Most people my age watch television. Everyone watches television. Children who don’t know words, mutes who don’t use words, and even the blind who can’t see images are all connected by television. Those who use clichés like ‘life is short,’ ‘then I looked up and…’ or ‘what happened to the time?’ are usually avid television watchers. Your real life has to unfold rapidly and without notice if you’ve given your life up to television. Television has skewed normal words like ‘reality.’ It’s made oxymoronic terms like “Reality Television” easy to understand. I’m guilty too. I associate years and eras with what was going on in sports at the time, and I really wish I could mark time lines with things that I’ve done. But I wasn’t raised in that sort of environment. There was always a television on in my home as a child, and it’s much easier for me to date things that I saw on television than things that happened to me in my own life. It’s the nature of our culture.
That’s not reality though, even if we’re experiencing someone else’s reality. What does it have to do with getting shape? Well, imagine how difficult it is to train a person to experience the realities of their body if they live other people’s lives all day?
Here are some of the ridiculous lies I hear from these people:
“I’m doing this for myself”
Well, everything we do for ourselves gets done immediately. So if you’re stalling in your fitness process, it’s probably because the things within you that desire sexual attention and feed off that are why you want to get in shape. For most people who are really in shape, the “life change” is much more esoteric than ‘more people smile at me, I can shop in my favorite stores, I can have sex with anyone I want and now hold so much power.’ Explaining things like being fully in touch with your body or rarely getting sick are hard to explain to someone who doesn’t understand why that’s so damn cool. So when you’re really ready to do something for yourself, stop thinking about what it’s doing to get you, and focus on how you can get it.
“I know what I need”
I hear this from men who can’t do one push-up and women who wear medium tops and large bottoms. It’s not my intention to put them down, but I deal with many who have zero control over their bodies, yet still, they’ve hired a trainer expecting them to do something specific that they’ve obviously, never really done. How does a person who has no control over a thing tell their consultant how to help them control it? As a trainer, and a consultant much more, my job is to evaluate you, then tell you what you need. If my advice doesn’t work, you’re free to not take it. The other way is how poor advice gets around. It’s bad enough that there are bad trainers, it’s worse that there are fat people giving other fat people advice. No style, program or method is exactly what YOU need.
“I’m going to look just like (insert name of television star or singer here)”
Yeah, because you live their lifestyle, have their work ethic, or can afford to eat their diet. The truth is that you should hire a trainer who explains how to find what you need as well as find out who you exactly are. You can’t go out and do something special unless you go out and find out ways you can be more special. Looking like someone else or even comparing yourself to someone else isn’t very special.

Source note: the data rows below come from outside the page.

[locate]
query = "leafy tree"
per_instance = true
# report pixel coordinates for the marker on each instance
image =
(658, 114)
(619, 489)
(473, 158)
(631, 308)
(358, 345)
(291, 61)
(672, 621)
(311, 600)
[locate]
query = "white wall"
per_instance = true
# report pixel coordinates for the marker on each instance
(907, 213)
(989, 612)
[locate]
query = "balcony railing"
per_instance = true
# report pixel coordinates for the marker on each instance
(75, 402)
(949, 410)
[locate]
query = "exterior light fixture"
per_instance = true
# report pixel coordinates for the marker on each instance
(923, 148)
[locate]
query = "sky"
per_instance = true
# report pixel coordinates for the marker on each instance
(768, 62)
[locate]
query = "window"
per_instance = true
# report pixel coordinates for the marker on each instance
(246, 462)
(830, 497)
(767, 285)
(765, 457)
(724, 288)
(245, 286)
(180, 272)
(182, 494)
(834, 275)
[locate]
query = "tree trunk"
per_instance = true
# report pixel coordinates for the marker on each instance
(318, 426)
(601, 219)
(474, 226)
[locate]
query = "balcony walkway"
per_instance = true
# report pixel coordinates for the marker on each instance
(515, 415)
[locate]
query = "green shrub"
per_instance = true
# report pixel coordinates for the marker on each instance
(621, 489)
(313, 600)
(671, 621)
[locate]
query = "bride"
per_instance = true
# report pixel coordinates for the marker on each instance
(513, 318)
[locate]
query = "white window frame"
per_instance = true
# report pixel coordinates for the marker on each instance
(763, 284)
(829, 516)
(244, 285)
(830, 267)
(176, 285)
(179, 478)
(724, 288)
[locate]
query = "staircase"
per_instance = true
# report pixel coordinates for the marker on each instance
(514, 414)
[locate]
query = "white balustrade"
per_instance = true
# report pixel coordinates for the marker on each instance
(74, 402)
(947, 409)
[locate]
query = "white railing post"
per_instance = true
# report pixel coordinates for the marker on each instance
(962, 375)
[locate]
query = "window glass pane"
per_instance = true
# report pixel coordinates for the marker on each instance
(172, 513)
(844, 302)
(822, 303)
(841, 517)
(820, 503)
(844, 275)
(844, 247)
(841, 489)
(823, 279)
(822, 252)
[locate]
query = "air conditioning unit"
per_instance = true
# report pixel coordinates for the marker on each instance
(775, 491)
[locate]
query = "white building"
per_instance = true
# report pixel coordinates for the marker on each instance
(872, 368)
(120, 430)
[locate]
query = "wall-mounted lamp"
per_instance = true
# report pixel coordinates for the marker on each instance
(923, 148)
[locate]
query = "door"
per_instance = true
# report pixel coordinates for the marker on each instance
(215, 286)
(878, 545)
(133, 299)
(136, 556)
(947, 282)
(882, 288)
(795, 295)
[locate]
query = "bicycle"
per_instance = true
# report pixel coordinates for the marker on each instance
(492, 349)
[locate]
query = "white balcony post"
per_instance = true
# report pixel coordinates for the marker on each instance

I blame television and the culture of television for all of it. More than people just sitting and eating, television makes people fat in an even scarier way: Thinking about television, watching it, and shaping our lives with it seems to make all people fatter than they want to be. If we were connected with our own lives and the lives of our children, so much would be different. The realizations that come with getting in real shape are more about natural things, like air, the ground, sweat, discomfort. The illusion that fitness is all about comfort, pampering, ease and service comes from television. It comes from people’s need to live like royalty and celebrity if even for an hour or two. It’s why we dress up to go to expensive restaurants and go on lavish vacations. I’m not putting that lifestyle down either, but it’s made fitness about those things when it’s absolutely not. Not all of us are rich, but we have been blessed with bodies. Use, control, and maintenance of that body is all generally free, and losing control of it is a choice, not a disorder. Television made it a disorder.